General information
- Type: Ultralight trike
- National origin: Hungary
- Manufacturer: Apollo Ultralight Aircraft
- Status: In production (2013)

= Apollo Jet Star =

The Apollo Jet Star is a Hungarian ultralight trike, designed and produced by Apollo Ultralight Aircraft of Eger. The aircraft is supplied as a kit for amateur construction or as a complete ready-to-fly-aircraft.

==Design and development==
The Jet Star was designed to comply with the Fédération Aéronautique Internationale microlight category as well as the US light-sport aircraft category.
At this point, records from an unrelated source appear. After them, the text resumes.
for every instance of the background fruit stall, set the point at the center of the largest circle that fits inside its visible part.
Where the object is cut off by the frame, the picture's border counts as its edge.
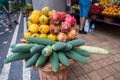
(49, 44)
(106, 11)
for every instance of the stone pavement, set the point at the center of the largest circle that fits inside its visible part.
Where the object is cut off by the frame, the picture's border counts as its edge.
(100, 67)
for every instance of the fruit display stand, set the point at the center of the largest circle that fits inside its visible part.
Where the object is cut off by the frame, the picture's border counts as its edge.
(108, 19)
(46, 72)
(50, 44)
(59, 5)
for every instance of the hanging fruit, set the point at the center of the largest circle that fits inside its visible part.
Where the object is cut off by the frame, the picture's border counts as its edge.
(45, 11)
(27, 34)
(43, 36)
(52, 37)
(43, 20)
(44, 29)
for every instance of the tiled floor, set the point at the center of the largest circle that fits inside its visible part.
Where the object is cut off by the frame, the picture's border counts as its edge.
(100, 67)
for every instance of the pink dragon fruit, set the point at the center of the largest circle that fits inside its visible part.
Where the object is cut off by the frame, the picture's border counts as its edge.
(62, 37)
(55, 17)
(72, 34)
(75, 27)
(71, 20)
(62, 15)
(54, 29)
(65, 27)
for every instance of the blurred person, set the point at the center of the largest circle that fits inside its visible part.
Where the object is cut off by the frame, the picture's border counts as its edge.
(84, 10)
(5, 12)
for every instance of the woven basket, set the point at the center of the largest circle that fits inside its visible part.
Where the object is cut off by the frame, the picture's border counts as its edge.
(46, 72)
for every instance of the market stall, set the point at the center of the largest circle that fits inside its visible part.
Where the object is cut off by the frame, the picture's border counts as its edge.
(59, 5)
(106, 11)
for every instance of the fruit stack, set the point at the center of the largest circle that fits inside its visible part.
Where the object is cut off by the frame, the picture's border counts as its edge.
(96, 8)
(54, 25)
(51, 38)
(112, 10)
(40, 51)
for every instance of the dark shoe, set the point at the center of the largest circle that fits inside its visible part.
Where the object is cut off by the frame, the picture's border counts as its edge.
(10, 27)
(15, 22)
(82, 32)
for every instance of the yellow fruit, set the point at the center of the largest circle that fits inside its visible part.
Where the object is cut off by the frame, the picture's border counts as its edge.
(33, 18)
(43, 36)
(36, 12)
(29, 23)
(43, 20)
(35, 35)
(44, 29)
(52, 36)
(27, 34)
(45, 11)
(34, 28)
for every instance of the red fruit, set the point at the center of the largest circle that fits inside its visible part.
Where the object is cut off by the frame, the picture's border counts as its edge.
(71, 20)
(75, 27)
(55, 17)
(65, 27)
(62, 15)
(72, 34)
(54, 29)
(62, 37)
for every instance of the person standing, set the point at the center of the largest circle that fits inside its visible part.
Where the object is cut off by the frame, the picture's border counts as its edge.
(84, 10)
(5, 12)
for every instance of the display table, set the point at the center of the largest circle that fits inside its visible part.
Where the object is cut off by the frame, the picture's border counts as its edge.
(59, 5)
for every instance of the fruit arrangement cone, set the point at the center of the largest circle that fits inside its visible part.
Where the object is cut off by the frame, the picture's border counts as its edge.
(50, 39)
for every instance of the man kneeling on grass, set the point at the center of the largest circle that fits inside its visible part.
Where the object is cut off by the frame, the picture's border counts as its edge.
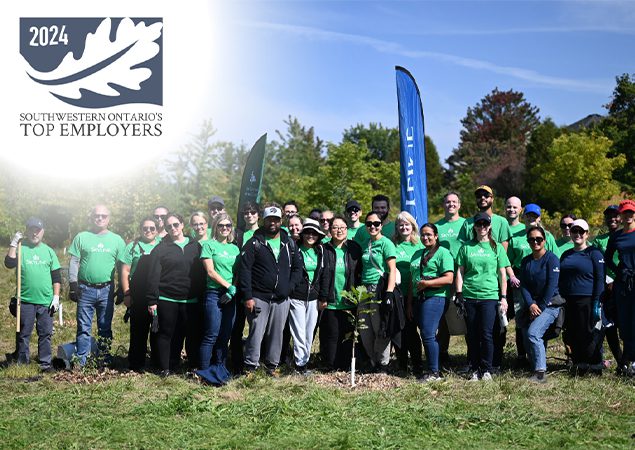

It features a cable-braced or strut-braced hang glider-style high-wing, weight-shift controls, a two-seats-in-tandem, open cockpit, tricycle landing gear with wheel pants and a single engine in pusher configuration.

The Jet Star is accepted in the United States as both an Experimental and Special Light-sport aircraft.

The aircraft is made from bolted-together aluminum tubing, with its double surface wing covered in Dacron sailcloth. The aircraft uses an "A" frame weight-shift control bar. The main landing gear uses strut-type suspension, rather than the leaf-type suspension used on the Apollo Delta Jet series. The powerplant options include the twin cylinder, liquid-cooled, two-stroke, dual-ignition 64 hp Rotax 582 engine, the four cylinder, air and liquid-cooled, four-stroke, dual-ignition 80 hp Rotax 912 or 100 hp Rotax 912S engine.

The aircraft has an empty weight of 180 kg and a gross weight of 430 kg, giving a useful load of 250 kg. With full fuel of 45 L the payload is 218 kg.

A number of different wings can be fitted to the basic carriage, including the cable-braced Aeros Profi, the cable-braced Air Creation iXess, the strut-braced Aeros Profi TL or the strut-braced Gibbogear Manta Ray 12.5.